As Lionel Ritchie said, “I’m lookin’ for a good time, goooooooood tiiyiyime.”

November 13, 2013 § 16 Comments

I met a kid yesterday at a cafe. “Hey, I know you,” he said. “I read your blog.”

“Really? That’s awesome! Thanks!” I replied.

“Yeah, it’s really funny. But you sure are one egotistical dude.”

I didn’t know what to say, so I sat down at his table and let him and his pal buy me a cheeseburger. After thinking about it, I’ve realized that he really misunderstood me. I’m not egotistical. I am, rather, narcissistic beyond belief, perhaps pathologically so. Okay, scratch the “perhaps.”

Still, there are limits. One of those limits has been shameless self-promotion of my book, “Cycling in the South Bay.”

I have promoted it as far as I comfortably can without my guilt at being so narcissistic getting so bad that I can’t sleep at night, like having a bad case of acid reflux. Fortunately, the moment my sense of shame and self-reserve kicked in, my friends came to the rescue in the form of Dave Wehrly.

“Seth,” he said. “I want to do a book-signing party for you on November 21st. You can read a selection from the book. I’ll organize everything. We’ll get wine so all the drunks will show up, and I’m friends with the folks who own {pages}, a bookstore in Manhattan Beach that has said they’ll be glad to host the event. What do you say?” (He didn’t really say that bit about the drunks. He didn’t need to.)

“That,” I said, “is awesome.”

Adding sauce to the awesomeness was Dean Patterson, 1970’s cycling hard man and 2000’s wine maker, who volunteered up the grapes of wrath for the event.
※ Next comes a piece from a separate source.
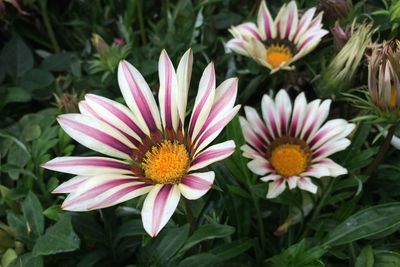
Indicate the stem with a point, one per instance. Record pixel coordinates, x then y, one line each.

The economics of self-publishing

I can say this much: It’s economical.

There are historically some  off-the-chart bestsellers that were originally self-published. 50 Shades of Grey and the Gutenberg Bible come to mind. For the most part, self-publishing is a financial dead end, but so what? Life is a dead end too, and that doesn’t stop us from trying to live it to the fullest. Moreover, Manhattan Beach is lucky to have a real, live bookstore. You know, one of those places that sells books made of paper; a place where the owners have a stake in your reading interests. If you’re under the age of forty, never mind. You wouldn’t understand.
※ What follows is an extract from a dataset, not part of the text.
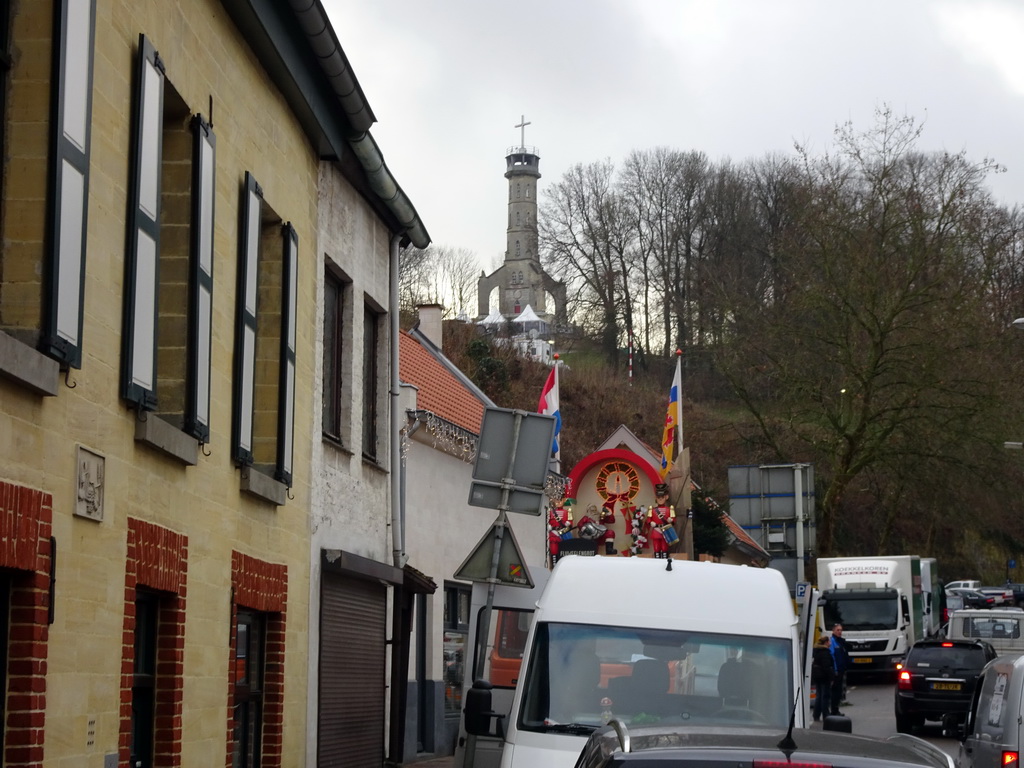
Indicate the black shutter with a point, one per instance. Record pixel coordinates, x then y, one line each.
142 258
69 203
201 281
286 404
What this book signing is, is a celebration. It’s a celebration of what happens when friends get together and slosh down too much good wine, then stagger over to Shellback’s and try not to pass out under the table. It’s a celebration of what happens when men and women put on tight, sexy clothing, then ogle each other’s asses for hours, days, months, even years before breaking down in a sleazy bar and swapping underwear in the men’s room. It’s a celebration of delusional, over-inflated egos, of hard money poured into vanity bicycle gewgaws, and of adolescent impulses that were never outgrown.

… and …

It’s a celebration of the grit and the discomfort and the inner brokenness that we try to smooth out by spinning circles, by communing with each other, by being there in good times and bad, and by lifting each other up by the armpits, even if it’s just to get you out from the slop on the barroom floor.
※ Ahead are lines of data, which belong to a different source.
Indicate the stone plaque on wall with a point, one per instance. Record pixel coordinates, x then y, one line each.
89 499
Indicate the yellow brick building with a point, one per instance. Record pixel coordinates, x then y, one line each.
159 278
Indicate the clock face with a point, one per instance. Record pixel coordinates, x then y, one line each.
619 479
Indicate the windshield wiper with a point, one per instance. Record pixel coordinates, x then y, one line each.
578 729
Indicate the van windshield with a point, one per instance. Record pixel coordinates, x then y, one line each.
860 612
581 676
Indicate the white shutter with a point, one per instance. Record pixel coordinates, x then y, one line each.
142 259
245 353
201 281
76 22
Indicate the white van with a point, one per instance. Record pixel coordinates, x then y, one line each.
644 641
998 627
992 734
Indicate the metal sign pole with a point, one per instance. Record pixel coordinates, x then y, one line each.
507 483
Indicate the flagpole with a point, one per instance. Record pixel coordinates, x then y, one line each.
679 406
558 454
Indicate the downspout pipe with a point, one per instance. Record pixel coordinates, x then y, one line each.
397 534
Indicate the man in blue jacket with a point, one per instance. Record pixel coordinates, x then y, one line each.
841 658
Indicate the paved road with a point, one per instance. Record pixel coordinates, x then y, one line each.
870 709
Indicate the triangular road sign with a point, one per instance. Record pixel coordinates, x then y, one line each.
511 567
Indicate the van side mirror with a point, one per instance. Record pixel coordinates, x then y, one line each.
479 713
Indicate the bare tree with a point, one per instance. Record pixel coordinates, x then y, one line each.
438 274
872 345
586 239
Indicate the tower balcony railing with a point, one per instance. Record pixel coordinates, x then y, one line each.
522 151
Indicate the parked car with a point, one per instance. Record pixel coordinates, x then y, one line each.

The celebration, of course, only has meaning because we’ve all invested a little bit in each other, the investment of trusting someone enough to sit on their wheel, or pitying their frailty enough to drag them up a hill, or blowing off the group ride to lag back and help some numbnuts  change a flat that he never would have gotten if he hadn’t ridden the stupid fucking tire 4,000 miles past its expiration date.

Whatever your reason, if you’re part of the South Bay community, or you were, or you’d like to be, or you know someone who is, join us. You won’t regret, and neither will I.